13 de agosto de 2024: uma segunda-feira trágica para amigos e familiares de Pedro Henrique Oliveira dos Santos, um jovem de 14 anos que sonhava em mudar de vida por meio dos estudos. Preto, pobre e homossexual, com muito esforço, ele conseguiu ser aprovado em um processo seletivo rigoroso e ser contemplado com uma bolsa integral num dos colégios mais caros de São Paulo, o Bandeirantes, cuja mensalidade chega a custar R$ 6.000, 00.
Contente por sua conquista, Pedro enxergava que a experiência na escola de elite seria um catalisador para que alcançasse a realização de seus sonhos – importante ressaltar – não pelo fato de estar entre ricos, mas sim porque agora teria acesso a uma educação que julgava ser “de qualidade”, diferente daquela oferecida pela maioria das escolas públicas, que chegam a passar dias sem aulas por conta de problemas de infraestrutura ou falta de professores e outros funcionários.
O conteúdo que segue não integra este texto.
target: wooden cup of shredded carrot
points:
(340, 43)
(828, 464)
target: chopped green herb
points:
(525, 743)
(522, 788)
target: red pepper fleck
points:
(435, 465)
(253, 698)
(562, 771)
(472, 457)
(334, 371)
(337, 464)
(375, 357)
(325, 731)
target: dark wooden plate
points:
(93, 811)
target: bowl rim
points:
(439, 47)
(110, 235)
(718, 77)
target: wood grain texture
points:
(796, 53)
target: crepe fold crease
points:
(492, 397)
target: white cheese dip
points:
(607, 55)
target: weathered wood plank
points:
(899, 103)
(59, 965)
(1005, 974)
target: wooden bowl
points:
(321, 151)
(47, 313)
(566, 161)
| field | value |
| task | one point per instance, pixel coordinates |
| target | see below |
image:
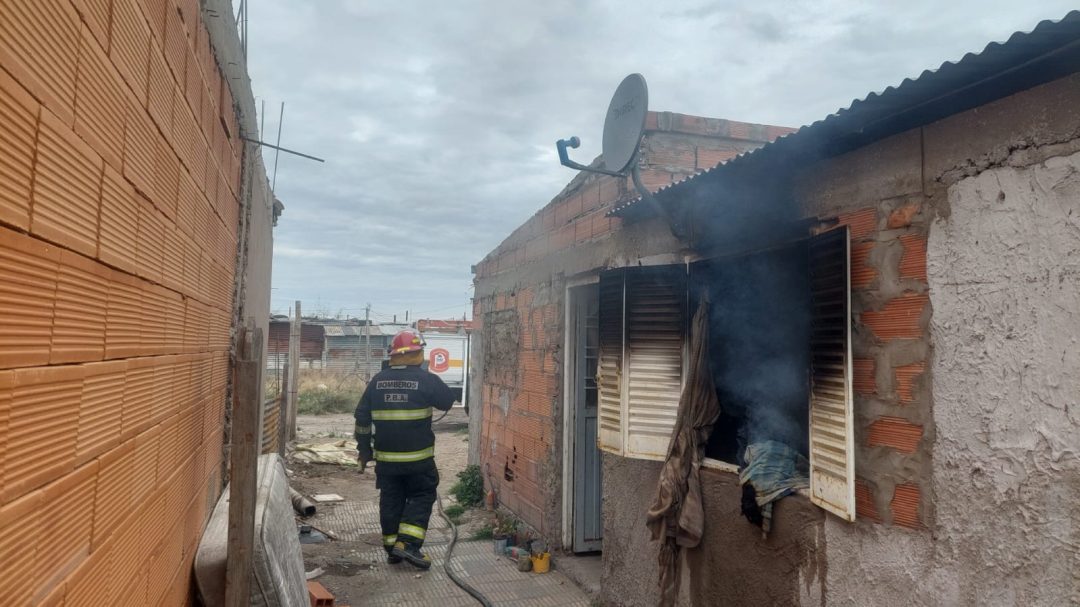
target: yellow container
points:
(541, 563)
Infelizmente, as coisas não saíram como o jovem esperava e ele logo passou a sentir na pele o dissabor do preconceito, manifestado de diferentes formas. O garoto se tornou alvo de bullying praticado pelos colegas de classe mais abastada, que – segundo os familiares dele – o perseguiam principalmente por causa de sua orientação sexual e da cor de sua pele. Sem suportar mais a perseguição, o adolescente cometeu suicídio, dando um desfecho pesaroso a uma história que poderia ter sido de superação e vitória.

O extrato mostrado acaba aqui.